China will often come to mind when many North American manufacturing executives think of offshore manufacturing. While China's manufacturing sector was once a dominant force in offshore manufacturing, it has dropped in recent years as more manufacturers pull their production processes out of the country. Rising wages, low product quality and inflexible supply chains are all disadvantages of manufacturing in China - and the latest HSBC/Markit Purchasing Managers' Index (PMI) for China dropped to a three-month low in December.
According to the preliminary report, which is compiled using data from executives at more than 420 manufacturers, the index read at 50.5 in December, down from November's 50.8 posting. Any reading above 50 indicates expansion rather than contraction, so while December's number is still positive, China's manufacturing HSBC/Markit PMI has been dropping for some time. According to the report, the index had been improving throughout 2013 after it took a dip early in the year, and November had been a high point for the country's manufacturing sector. While December's reading marked the fifth-above 50 reading in a row due to steady demand, slow output and order backlog contributed to a drop.

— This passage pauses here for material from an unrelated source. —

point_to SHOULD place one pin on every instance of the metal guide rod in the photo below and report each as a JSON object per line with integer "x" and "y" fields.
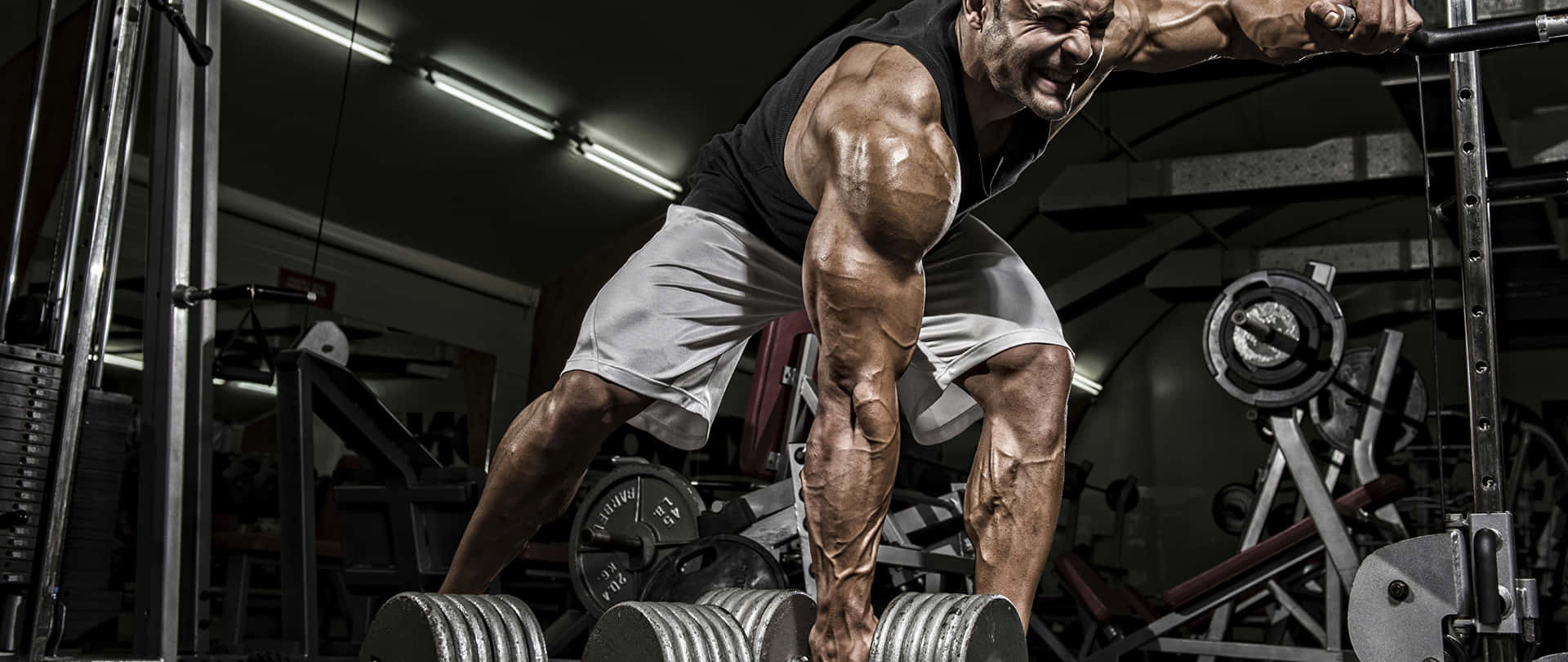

The ongoing decline of Chinese manufacturing
The HSBC/Markit PMI wasn't the only indication that manufacturing in China is slipping. According to The Wall Street Journal, the Chinese government's manufacturing PMI for the country dropped to 51.0 in December after it had a reading of 51.4 in November and eight economists told the Journal the median forecast for the country's December PMI would be 51.2. The three official PMI subindexes - new order, new export orders and output - all dropped in December compared to November for China, which the Journal suggested might indicate demand is weak. The Financial Times reported that one survey found export orders in December fell to 49.8, an important drop from November's 50.6 indicating export orders are now contracting.
Compared to Japan, which Reuters reported hit a record high on the Markit/JMMA Manufacturing PMI in December, China's manufacturing sector may be weaker than other Asian countries'.
In addition, China's economic growth hit the slowest pace in 2013 since 1999, with the Journal reporting China's economy only grew by 7.6 percent. According to the Financial Times, Chinese economist Zhang Liqun said in a statement with the release of the state-sponsored PMI report that manufacturing in China might now be on the decline.
"From the overall situation we can predict that the future industrial growth rate will decline, the export growth rate may drop and economic growth is still under downward pressure," Liqun said, according to the Financial Times.
China's weakening manufacturing sector is even influencing global markets. According to The Associated Press, a slowing Chinese economic growth might be a key factor in why stock markets in Asia began 2014 off to a slow start, with numerous indexes dropping or remaining flat at the beginning of the new year.